Oui c'est très faisable et très instructif aussi.
Lors des stages avec moniteurs et Manitou, les individus n'ont pas forcement conscience de la quantité de stress qu'ils s'épargnent ou dont ils se déchargent sur les autres.
En plaisantant, râlant etc ....

Non seulement ils sont mis en confiance de façon subtil et en plus ils peuvent compter sur les conseils et l'aide des organisateurs.
Bref, 90% du boulot est mâché en fait (sans vouloir offenser personne).
Le reste, c'est de l'apprentissage ou de la mise en oeuvre des techniques plus ou moins maîtrisées. Et c'est le but.
Seul l'équation est un peu différente. La personne est seule.

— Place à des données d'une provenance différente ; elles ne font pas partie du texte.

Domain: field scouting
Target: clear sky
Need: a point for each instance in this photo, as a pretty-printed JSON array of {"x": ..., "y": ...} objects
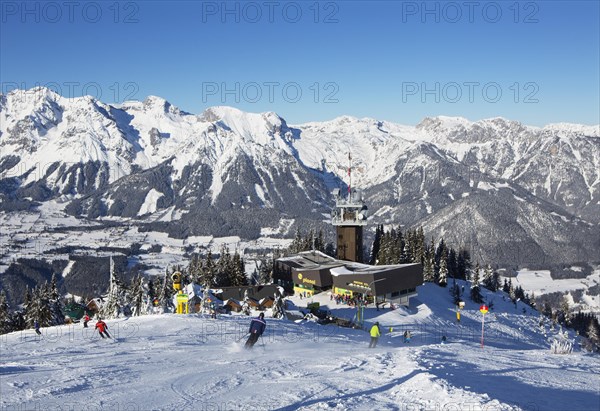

Elle doit gérer son stress sans pouvoir avoir recours à une autre personne, elle ne peut compter que sur ce qu'elle sait et faire elle même ses propres choix sans aide extérieur.
Même dans une situation choisie, acceptée, planifiée ou la personne peut à tout moment dire "stop j'arrête", le fait est qu'elle est livrée à elle-même.
Il ne faut pas sous-estimer la difficulté pour une personne qui va se retrouver dans une situation qui est simplement anormale ou inhabituelle.
Pour l'immense majorité des gens, la normalité c'est son confort, son lit, sa maison etc .... se retrouver brutalement devant une telle situation entraîne pas mal de blocage ou de réaction de défense de notre petit cerveau (en tout cas les premières fois).
Bref, en général, c'est déjà 50% d'intellect de moins dès le départ aussi surprenant que ça puisse être.
Il y a une période d'adaptation à la situation ou on ressemble assez à une poule devant un paquet de cure dent.

Après, il va y avoir une reprise en main et on commence enfin à agir. Mais au ralenti.

Tout est pensé, repensé, vérifié, revérifié etc ... C'est assez comique d'ailleurs comme constat.
Entre 2 actions il y a une pause, bref, comme dans un état second.
Avec toujours en tête l'accident bête, de ne pas égarer ses outils, de ne pas se blesser etc ...
L'envie de laisser tomber aussi, de se dire que c'est totalement idiot.
Et après avoir réussi à se faire un bel abri, il faut gérer la solitude, le froid, le feu, la nuit, un univers différent, des sons différents .....
Et aussi garder assez de lucidité pour savoir dire stop si ça part en vrille. Car il y a aussi le risque de jusqu'au boutiste ou de mauvaise appréciation des risques réelles.
Bref, pas aussi simple que ça en fait. Il faut déjà avoir soit : une belle dose d'inconscience, soit un certain savoir faire.
C'est dans les ces 2 extrêmes que ça marche le mieux en fait.